The count will take place at 8 p.m. Tuesday, Jan. 23 with volunteer training starting at 7 p.m. Volunteers will be assigned to report to The Centre, 20880 Centre Pointe Parkway, or the Mental Health America Military Resource Center at 24885 Railroad Ave.

To register to volunteer, visit TheyCountWillYou.org. For details, call Los Angeles Homeless Services Authority at (213) 683-3333 or Jennifer Del Toro, management analyst for the city, at (661) 286-4030.

Organized by the Los Angeles Homeless Services Authority, or LAHSA, the count needs volunteers to provide an unduplicated count of sheltered and unsheltered homeless populations in Santa Clarita on a single night. Volunteers must be over 18 years of age and the count is expected to take between three and four hours.

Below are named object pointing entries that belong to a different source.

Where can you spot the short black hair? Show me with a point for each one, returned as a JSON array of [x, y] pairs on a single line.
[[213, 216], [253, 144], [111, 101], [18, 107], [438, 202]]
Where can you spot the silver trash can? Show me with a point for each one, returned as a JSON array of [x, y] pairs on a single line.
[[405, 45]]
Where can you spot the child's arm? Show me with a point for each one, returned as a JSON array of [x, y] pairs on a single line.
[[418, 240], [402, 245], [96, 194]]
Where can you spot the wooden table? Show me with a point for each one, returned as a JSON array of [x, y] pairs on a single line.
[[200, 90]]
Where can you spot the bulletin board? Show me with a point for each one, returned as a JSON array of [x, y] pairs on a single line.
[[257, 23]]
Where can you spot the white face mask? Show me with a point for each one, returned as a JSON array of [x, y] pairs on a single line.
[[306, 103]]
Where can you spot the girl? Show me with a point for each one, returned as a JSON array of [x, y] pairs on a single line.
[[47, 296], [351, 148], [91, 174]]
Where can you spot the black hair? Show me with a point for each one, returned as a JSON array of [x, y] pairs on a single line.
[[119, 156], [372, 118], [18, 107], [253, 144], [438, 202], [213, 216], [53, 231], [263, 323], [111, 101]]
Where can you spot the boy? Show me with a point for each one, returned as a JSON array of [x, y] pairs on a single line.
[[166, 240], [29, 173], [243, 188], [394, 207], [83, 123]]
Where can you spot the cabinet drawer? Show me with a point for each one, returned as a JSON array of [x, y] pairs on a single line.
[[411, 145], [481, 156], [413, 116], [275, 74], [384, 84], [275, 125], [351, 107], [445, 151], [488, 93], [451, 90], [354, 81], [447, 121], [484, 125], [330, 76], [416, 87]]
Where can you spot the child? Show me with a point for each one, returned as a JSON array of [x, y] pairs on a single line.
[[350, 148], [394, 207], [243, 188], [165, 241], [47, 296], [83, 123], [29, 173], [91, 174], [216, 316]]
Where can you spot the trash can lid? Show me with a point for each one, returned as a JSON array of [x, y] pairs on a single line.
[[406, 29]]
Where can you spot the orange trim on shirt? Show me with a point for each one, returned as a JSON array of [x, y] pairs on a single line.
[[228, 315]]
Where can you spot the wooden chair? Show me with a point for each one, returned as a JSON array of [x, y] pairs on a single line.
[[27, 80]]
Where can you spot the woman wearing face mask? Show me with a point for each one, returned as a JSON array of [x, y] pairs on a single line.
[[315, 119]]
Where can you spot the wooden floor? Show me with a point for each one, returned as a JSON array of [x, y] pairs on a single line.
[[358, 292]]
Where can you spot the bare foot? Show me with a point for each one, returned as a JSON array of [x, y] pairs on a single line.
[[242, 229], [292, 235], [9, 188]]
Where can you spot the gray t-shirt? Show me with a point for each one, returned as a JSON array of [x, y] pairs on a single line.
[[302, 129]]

The count determines the amount of federal and county funds that will be allocated to homeless programs in Santa Clarita while city and community leaders use the count’s information as a basis for future initiatives in the region.

Going into its thirteenth year, the count stretches across 85 cities as well as unincorporated areas of Los Angeles County. Last year, the count totaled 57,794 homeless individuals in the county, including 331 Santa Clarita residents, but officials at Bridge to Home have said that number is way too low and that they have more clients than the number of homeless counted.

Homelessness and LAHSA have been a key focal point of government officials’ agendas in the last year. Los Angeles County Supervisor Kathryn Barger said  she will oversee the further implementation of funds for Measure H, the 10-year, quarter-cent sales tax passed by voters in March. In June, the supervisors unanimously voted to approve a $1 billion, three-year spending package to pump Measure H funds into local communities.